Ministério da Justiça e Segurança Pública pede que o Ministério da Economia reduza o tempo entre lançamento do edital e aplicação das provas. Banca organizadora deve ser escolhida até janeiro.
A Polícia Federal estuda realizar as provas objetivas do próximo concurso o mais rápido possível. Através de ofício protocolado na última segunda-feira, 14 de dezembro, o secretário executivo do Ministério da Justiça e Segurança Pública,Tércio Issami Tokano, pasta que rege a corporação, foi solicitado ao Ministério da Economia a redução do prazo legal concedido pelo Governo Federal de quatro para dois meses, para publicar o edital e aplicar as etapas de avaliação.
Com esse intuito, a Polícia Federal pretende ainda contratar a banca organizadora até janeiro do próximo ano. O próprio ofício menciona que o processo de escolha do organizador já está em andamento.

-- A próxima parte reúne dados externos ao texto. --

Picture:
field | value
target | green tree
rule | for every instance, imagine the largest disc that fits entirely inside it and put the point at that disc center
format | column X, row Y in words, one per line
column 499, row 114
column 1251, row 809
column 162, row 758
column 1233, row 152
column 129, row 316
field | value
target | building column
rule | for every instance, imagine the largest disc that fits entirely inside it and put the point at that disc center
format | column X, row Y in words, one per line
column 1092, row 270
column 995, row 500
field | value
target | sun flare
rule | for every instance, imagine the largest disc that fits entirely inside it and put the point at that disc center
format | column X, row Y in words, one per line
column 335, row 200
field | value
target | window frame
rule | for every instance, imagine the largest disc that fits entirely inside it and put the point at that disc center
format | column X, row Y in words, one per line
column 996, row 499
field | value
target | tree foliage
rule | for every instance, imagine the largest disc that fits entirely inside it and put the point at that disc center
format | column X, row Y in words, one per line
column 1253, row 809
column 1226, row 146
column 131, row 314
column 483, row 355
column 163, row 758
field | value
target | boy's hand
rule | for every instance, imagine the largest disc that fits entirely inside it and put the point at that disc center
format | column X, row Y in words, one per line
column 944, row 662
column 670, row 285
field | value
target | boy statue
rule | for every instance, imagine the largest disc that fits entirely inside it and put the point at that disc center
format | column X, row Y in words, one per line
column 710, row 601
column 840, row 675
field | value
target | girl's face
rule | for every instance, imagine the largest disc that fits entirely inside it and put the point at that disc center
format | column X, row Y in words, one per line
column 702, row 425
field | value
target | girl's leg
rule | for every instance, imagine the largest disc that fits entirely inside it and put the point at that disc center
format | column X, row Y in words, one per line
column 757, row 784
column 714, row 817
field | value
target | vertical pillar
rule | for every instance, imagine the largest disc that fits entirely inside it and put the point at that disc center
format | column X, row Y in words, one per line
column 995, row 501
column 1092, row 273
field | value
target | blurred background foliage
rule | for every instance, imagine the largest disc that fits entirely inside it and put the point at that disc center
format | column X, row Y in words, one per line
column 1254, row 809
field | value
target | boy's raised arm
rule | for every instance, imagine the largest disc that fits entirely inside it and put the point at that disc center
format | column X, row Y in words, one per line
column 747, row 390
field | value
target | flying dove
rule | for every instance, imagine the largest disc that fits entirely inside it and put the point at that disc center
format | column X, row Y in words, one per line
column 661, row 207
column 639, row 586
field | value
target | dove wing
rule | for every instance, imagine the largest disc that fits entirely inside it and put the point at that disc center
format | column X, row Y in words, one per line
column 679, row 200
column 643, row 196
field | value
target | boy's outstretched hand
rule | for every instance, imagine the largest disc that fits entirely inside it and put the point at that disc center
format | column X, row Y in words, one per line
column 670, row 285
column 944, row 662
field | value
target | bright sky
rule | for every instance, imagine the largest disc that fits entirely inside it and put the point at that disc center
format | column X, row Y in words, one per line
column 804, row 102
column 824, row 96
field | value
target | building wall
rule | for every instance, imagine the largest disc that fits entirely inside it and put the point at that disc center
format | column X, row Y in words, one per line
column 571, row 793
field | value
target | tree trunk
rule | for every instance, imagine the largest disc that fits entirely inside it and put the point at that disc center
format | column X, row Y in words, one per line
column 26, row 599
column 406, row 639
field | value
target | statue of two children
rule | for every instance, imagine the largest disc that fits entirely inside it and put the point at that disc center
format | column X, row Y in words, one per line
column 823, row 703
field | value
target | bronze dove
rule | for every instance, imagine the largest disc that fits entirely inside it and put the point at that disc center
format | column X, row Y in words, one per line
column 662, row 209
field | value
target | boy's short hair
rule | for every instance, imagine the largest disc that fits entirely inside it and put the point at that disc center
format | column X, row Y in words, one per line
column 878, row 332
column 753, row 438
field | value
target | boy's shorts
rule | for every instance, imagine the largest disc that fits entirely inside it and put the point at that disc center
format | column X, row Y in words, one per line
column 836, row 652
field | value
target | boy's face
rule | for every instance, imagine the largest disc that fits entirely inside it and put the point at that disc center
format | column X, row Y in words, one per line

Conforme consta no documento, o objetivo da corporação é preencher todas as 1.500 vagas ainda em 2021, inclusive, já iniciando o curso de formação dos novos policiais, desde que se cumpram todas as longas etapas.
O fato do Ministério da Economia ter postergado muito o aval para esse concurso, todo o cronograma será afetado. E nesse sentido, a Polícia Federal quer acelerar o processo de escolha do organizador, para ter um edital nos primeiros meses de 2021 e aplicar as provas objetivas também brevemente, já que a primeira fase de avaliação possui um prazo de, aproximadamente, cinco meses, considerando os prazos legais que são obrigatórios, sendo composta pelas seguintes etapas de avaliação:
- Provas objetivas;
- Provas discursivas;
- Exame de aptidão física;
- Avaliação psicológica;
- Avaliação médica;
- Prova de digitação (apenas para o cargo de escrivão);
- Prova oral (apenas para o cargo de delegado);
- Avaliação de títulos (apenas para o cargo de delegado);
- Perícia dos candidatos com deficiência;
- Heteroidenficação dos candidatos negros.
Já o Curso de Formação Profissional, realizado em Brasília, na Academia Nacional de Polícia, tem duração prevista de 10 semanas, sendo necessária a realização de dois cursos de formação com 1.500 novos policiais, conforme consta no documento. Sendo assim, a Polícia Federal planeja realizar duas turmas e concluir toda essa primeira etapa em até cinco meses.
Curso de Formação deve ser em 2021
Durante a cerimônia de formação de novos delegados e peritos da Polícia Federal, o diretor-geral da corporação, Rolando Alexandre, declarou que além de contratar os 1.500 aprovados para ocupar as vagas imediatas, outros 500 excedentes deverão ser convocados até 2022. Nessa ocasião, Alexandre confirmou ainda que a primeira turma do Curso de Formação será aberta no ano que vem.
Distribuição das 1.500 vagas do novo concurso da Polícia Federal
- 123 vagas para o cargo de delegado;
- 893 vagas para o cargo de agente;
- 400 vagas para o cargo de escrivão;
- 84 vagas para o cargo de papiloscopista.
As carreiras de agente, escrivão e papiloscopistas exigem nível superior em qualquer área de formação e Carteira Nacional de Habilitação. A remuneração para esses três cargos é de R$12.522,50 mensais.
Já para a função de delegado, é preciso ter nível superior em Direito, com experiência profissional de, no mínimo, três anos na área e Carteira Nacional de Habilitação. A remuneração é de R$23.130,48 mensais. A contratação de todos os aprovados será pelo regime estatutário, que permite ao servidor ter estabilidade.